[OmniOS-discuss] ISC-DHCPD in a zone

Michael Mounteney gate03 at landcroft.co.uk
Fri Oct 9 23:40:39 UTC 2015


I'm sure this has been done before but I can't find anything in my
archive of this list.  In a zone, isc-dhcpd is failing on start because
it can't obtain the details of an interface.

Zone# ifconfig -a
lo0:2: flags=2001000849<UP,LOOPBACK,RUNNING,MULTICAST,IPv4,VIRTUAL> mtu 8232 index 1 inet 127.0.0.1 netmask ff000000 
e1000g1:2: flags=1100843<UP,BROADCAST,RUNNING,MULTICAST,ROUTER,IPv4> mtu 1500 index 2 inet 192.168.1.2 netmask ffffff00 broadcast
192.168.1.255 lo0:2: flags=2002000849<UP,LOOPBACK,RUNNING,MULTICAST,IPv6,VIRTUAL> mtu 8252 index 1 inet6 ::1/128 

According to various sources, one can specify interfaces on the command line to restrict dhcpd:

/usr/sbin/dhcpd -cf /etc/dhcpd.conf -lf /var/db/dhcpd.leases -p 67 -s 192.168.1.2 e1000g1
binding to user-specified port 67
Internet Systems Consortium DHCP Server 4.3.1
Copyright 2004-2014 Internet Systems Consortium.
All rights reserved.
For info, please visit https://www.isc.org/software/dhcp/
Config file: /etc/dhcpd.conf
Database file: /var/db/dhcpd.leases
PID file: /var/run/dhcpd.pid
irs_resconf_load failed: 59.
Unable to set resolver from resolv.conf; startup continuing but DDNS support may be affected
Wrote 0 deleted host decls to leases file.
Wrote 0 new dynamic host decls to leases file.
Wrote 0 leases to leases file.
Error getting interface flags for 'lo0:2'; No such device or address
Error getting interface information.

If you think you have received this message due to a bug rather
than a configuration issue please read the section on submitting
bugs on either our web page at www.isc.org or in the README file
before submitting a bug.  These pages explain the proper
process and the information we find helpful for debugging..

exiting.

Specifying e1000g1:2 makes no difference.

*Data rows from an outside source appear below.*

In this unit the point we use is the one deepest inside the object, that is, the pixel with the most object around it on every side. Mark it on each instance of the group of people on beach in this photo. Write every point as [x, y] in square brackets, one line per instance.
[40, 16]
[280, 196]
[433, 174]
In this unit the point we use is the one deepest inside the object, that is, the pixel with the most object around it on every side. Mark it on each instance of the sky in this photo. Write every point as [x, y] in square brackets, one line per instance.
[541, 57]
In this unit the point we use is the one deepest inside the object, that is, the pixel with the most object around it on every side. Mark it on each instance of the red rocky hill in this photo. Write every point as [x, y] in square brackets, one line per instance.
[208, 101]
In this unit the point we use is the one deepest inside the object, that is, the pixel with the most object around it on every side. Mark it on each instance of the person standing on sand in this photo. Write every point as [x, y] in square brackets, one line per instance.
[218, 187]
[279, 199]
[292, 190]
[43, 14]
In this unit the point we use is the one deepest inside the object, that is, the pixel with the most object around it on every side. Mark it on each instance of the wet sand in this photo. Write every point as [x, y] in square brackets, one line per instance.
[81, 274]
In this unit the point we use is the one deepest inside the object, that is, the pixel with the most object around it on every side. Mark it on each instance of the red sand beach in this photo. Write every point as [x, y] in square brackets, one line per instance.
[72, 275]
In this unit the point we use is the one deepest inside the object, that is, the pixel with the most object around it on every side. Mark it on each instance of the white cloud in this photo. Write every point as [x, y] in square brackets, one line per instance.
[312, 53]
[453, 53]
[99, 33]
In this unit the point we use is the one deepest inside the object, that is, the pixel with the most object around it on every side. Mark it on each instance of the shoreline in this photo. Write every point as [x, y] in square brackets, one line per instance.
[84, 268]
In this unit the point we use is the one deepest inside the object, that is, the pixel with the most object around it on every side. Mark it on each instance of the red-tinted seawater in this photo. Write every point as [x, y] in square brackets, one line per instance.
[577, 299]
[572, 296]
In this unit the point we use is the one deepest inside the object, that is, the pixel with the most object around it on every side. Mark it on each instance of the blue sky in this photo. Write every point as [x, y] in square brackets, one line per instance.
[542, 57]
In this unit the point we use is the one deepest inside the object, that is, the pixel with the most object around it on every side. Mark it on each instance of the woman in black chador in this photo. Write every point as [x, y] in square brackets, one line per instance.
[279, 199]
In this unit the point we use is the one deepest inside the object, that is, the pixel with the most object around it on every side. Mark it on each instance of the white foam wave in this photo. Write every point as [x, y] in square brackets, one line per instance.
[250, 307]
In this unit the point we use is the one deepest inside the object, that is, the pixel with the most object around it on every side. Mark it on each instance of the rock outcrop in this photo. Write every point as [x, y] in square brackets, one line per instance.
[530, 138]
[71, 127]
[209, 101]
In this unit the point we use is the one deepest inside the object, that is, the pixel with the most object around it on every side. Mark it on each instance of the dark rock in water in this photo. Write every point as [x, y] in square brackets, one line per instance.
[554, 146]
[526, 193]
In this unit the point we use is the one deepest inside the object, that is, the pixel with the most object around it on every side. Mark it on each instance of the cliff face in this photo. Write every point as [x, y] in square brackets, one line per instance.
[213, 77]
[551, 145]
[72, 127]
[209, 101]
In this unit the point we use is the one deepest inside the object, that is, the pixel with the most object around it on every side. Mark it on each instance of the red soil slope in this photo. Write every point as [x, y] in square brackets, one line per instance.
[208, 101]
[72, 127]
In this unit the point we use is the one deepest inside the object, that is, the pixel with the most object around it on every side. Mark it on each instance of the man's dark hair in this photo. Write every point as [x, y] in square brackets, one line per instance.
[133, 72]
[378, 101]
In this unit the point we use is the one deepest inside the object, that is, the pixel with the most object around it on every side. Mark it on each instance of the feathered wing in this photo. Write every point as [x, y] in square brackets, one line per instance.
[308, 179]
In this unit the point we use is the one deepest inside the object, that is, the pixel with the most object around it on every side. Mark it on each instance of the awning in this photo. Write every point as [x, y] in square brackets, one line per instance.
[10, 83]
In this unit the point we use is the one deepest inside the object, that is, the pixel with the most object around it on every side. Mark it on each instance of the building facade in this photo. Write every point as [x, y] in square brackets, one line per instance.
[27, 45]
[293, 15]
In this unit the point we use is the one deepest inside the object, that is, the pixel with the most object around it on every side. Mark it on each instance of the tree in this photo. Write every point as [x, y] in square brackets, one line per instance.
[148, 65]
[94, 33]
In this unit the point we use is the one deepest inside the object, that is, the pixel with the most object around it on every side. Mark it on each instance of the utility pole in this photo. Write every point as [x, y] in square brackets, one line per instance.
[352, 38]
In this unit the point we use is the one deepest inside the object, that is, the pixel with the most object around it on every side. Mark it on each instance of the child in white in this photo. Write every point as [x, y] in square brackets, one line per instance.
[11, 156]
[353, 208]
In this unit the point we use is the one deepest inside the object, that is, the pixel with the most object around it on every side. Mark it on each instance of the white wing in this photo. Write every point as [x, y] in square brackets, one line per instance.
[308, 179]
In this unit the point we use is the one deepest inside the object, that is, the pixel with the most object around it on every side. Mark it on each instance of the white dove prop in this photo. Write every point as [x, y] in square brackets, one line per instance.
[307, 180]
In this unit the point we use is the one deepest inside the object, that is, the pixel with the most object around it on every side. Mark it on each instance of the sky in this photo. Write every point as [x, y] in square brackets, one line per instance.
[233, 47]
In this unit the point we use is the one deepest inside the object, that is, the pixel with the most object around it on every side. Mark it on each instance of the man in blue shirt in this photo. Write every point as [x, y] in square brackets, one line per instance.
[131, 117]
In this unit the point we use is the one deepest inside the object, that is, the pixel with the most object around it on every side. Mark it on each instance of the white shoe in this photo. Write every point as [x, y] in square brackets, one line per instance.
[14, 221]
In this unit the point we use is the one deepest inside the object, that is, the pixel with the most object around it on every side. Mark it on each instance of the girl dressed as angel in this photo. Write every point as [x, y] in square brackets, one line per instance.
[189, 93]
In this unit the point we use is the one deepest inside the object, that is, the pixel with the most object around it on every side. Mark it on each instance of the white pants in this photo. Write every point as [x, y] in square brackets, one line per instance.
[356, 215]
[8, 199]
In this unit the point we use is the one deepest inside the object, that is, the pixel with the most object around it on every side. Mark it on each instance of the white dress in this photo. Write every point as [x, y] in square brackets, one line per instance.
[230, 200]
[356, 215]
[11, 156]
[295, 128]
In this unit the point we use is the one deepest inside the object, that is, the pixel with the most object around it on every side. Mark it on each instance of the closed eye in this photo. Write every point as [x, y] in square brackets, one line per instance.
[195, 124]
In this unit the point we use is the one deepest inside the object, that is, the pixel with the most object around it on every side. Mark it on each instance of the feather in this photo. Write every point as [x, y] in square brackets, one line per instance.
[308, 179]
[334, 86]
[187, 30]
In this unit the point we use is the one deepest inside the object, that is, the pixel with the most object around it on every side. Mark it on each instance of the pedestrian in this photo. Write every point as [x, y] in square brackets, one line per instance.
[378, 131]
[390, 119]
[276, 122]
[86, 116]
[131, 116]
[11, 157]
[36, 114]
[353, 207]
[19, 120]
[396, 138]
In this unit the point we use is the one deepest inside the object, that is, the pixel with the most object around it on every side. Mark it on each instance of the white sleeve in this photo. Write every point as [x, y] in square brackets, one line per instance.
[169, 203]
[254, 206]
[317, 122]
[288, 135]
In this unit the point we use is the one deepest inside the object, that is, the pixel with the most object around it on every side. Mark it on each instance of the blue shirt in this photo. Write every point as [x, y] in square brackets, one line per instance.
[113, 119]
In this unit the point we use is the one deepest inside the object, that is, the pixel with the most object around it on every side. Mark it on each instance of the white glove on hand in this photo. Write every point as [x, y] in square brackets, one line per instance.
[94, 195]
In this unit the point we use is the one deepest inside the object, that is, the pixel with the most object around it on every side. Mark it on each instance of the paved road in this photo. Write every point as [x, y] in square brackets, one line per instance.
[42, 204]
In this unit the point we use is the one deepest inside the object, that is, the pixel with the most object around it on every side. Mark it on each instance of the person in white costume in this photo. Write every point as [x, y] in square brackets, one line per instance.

Obviously normally isc-dhcpd is run via a service, but the above command is what is eventually execed and it fails with the above message in the log.

Really I don't care about that lo0:2 interface.  Is it the unconfigured ipv6 ?  If I could get rid of that, it would solve my problem.

Any help ?  Either restrict isc-dhcpd or eliminate the interface.